De quelles couches sociales provient ce vent de protestation ?

Lorsqu’on regarde les manifestants, on voit le traditionnel cortège communiste des retraités, mais aussi un grand nombre de jeunes. Ceux-là sont formés, issus d’une classe moyenne qui vit mieux que n’ont jamais vécu les Russes dans leur Histoire. Ils se révoltent parce qu’ils ne disposent pas du poids politique correspondant à leur pouvoir économique, ont le sentiment que leur avis ne compte pas. C’est l’éternelle histoire : toute bourgeoisie émergente aspire à jouer un rôle politique en accord avec le dynamisme dont elle fait preuve, à peser davantage. La classe populaire, elle, est plutôt derrière Poutine.


Justement, la particularité des mouvements un peu révolutionnaires, comme l’Histoire l’a montré, est qu’ils sont souvent nés dans les classes moyennes plus que dans les milieux vraiment populaires. N’est-ce-pas un signe ?

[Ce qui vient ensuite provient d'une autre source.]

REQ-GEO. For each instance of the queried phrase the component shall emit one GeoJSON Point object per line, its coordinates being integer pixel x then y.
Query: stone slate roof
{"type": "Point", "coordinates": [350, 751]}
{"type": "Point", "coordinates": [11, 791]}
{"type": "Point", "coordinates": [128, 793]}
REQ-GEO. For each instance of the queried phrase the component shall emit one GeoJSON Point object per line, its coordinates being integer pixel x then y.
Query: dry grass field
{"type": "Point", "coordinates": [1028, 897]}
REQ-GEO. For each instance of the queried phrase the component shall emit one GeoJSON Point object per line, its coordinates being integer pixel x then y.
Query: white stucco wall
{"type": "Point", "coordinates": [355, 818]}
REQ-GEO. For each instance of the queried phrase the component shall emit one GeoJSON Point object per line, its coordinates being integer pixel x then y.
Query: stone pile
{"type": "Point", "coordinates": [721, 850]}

Un signe de révolution, je ne pense pas. Ces classes moyennes ont émergé depuis 1999 grâce à une croissance économique accélérée. Certes il y a eu un coup d’arrêt en 2008-2009, pendant la crise financière. Mais le bilan économique de Poutine et de Medvedev est largement positif. Que les jeunes défilent dans les rues, contestent, réclament plus de libertés, plus de responsabilités, c’est dans l’ordre des choses. Nous sommes bien placés pour le savoir. Ce n’est pas pour ça que leurs parents, qui ont tiré le diable par la queue pour survivre à la dépression économique des années 90, et qui ont réussi à remonter la pente, sont prêts à les suivre.

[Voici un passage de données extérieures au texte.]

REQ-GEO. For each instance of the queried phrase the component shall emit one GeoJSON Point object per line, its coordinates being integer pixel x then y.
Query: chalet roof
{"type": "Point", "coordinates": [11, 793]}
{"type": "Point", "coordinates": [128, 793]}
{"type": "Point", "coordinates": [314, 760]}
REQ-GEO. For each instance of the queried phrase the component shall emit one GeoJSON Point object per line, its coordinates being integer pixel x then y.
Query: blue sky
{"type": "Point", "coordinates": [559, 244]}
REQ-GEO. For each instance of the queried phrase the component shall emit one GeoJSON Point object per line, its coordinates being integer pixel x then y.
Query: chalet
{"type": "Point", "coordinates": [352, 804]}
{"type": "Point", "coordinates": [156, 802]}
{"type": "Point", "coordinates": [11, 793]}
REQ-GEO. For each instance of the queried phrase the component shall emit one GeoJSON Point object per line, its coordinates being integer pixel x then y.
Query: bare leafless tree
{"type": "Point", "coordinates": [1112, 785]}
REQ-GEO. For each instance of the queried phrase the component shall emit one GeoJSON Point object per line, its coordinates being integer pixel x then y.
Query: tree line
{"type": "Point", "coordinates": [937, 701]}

Pour eux, que cela plaise ou non, Poutine représente la croissance, le retour de la Russie sur la scène internationale en tant que puissance qui compte. Je les vois mal se lever contre un pouvoir certes autoritaire, mais qui leur a apporté une certaine stabilité, ainsi qu’une prospérité malgré tout indéniable. Alors la réforme oui, la chienlit non.